Lindley Park is quiet area in Greensboro, NC that is walking distance to the University of North Carolina, Greensboro (UNCG) campus.
Lindley Park Boundaries: Walking distance to UNCG nestled beside Sunset Hills and Starmount neighborhoods. Lindley Park Neighborhood Map
- East: N. Elam Avenue
- West: Holden Ave
- North: W. Market Street
- South: Oakland Ave
Lindley Park Points of Interest:
Lindley Park is minutes from Friendly Shopping Center, Downtown Greensboro and UNCG making it one of the most convenient neighborhoods in our area. Lindley Park Recreation Center is part of the Greensboro Parks and Recreation Department and features many activities. It offers after-school care, various community meetings and a multitude of classes and sports activities. It also has a public olympic-size swimming pool. Lindley Park is also home to The Greensboro Arboretum, a beautiful 17-acre park with fountains, arbors, bridges and paved walkways. The Greensboro Arboretum was created to showcase the wide variety of breath-taking flora which can be grown in the Triad.

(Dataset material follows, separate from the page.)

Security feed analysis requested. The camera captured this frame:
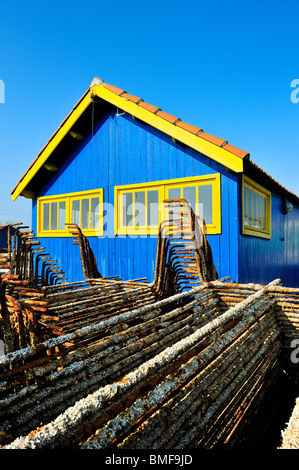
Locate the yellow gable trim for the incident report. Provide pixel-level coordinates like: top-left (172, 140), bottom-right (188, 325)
top-left (12, 85), bottom-right (243, 201)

Lindley Park Neigborhood Information:
Lindley Park Neighborhood Association (LPNA) is a vibrant organization that sponsors Easter Egg hunts, Spring Flings and Fall Festivals, along with many other activities. Each December, the neighborhood glows with over 1,200 luminaries to celebrate the holiday season. The LPNA is also active in preserving the neighborhood. Here is an excerpt from their website:
Lindley Park, a residential neighborhood centered around a public park, renews and invigorates its 1917 origins in the 21st Century. As a neighborhood built on tradition, Lindley Park strives to continue its appeal as a mostly owner-occupied neighborhood with neighborhood schools, churches, and businesses.The neighborhood’s character is a tranquil, safe, and pedestrian friendly, with canopy tree-lined streets, green spaces, and a broad mix of architectural styles is maintained. Its character as a vibrant urban locale is enhanced through careful consideration of new land use patterns, eye-appealing streetscapes, and state of the art physical infrastructure, including architectural lighting and underground utilities. The traditions of Lindley Park and the concerns of its diverse residential population are supported and are knit together through an active, open neighborhood association.The area was named after local businessman John Van Lindley, a Quaker whose business interests ranged from nurseries to sewer pipes to insurance and peach growing in the late 19th and early 20th centuries. In 1902, he donated 60 acres of land along Spring Garden Street for a recreation complex boasting a man-made lake and amusement park. Today, this area still exists as the park between Spring Garden Street and Walker Avenue and the City’s Arboretum.When the lake and amusement park closed in 1917, the City hired Earle Sumner Draper to design a planned neighborhood development and what followed was the Lindley Park neighborhood. Many original design elements still remain, such as the stone column entryways and tree-lined streets.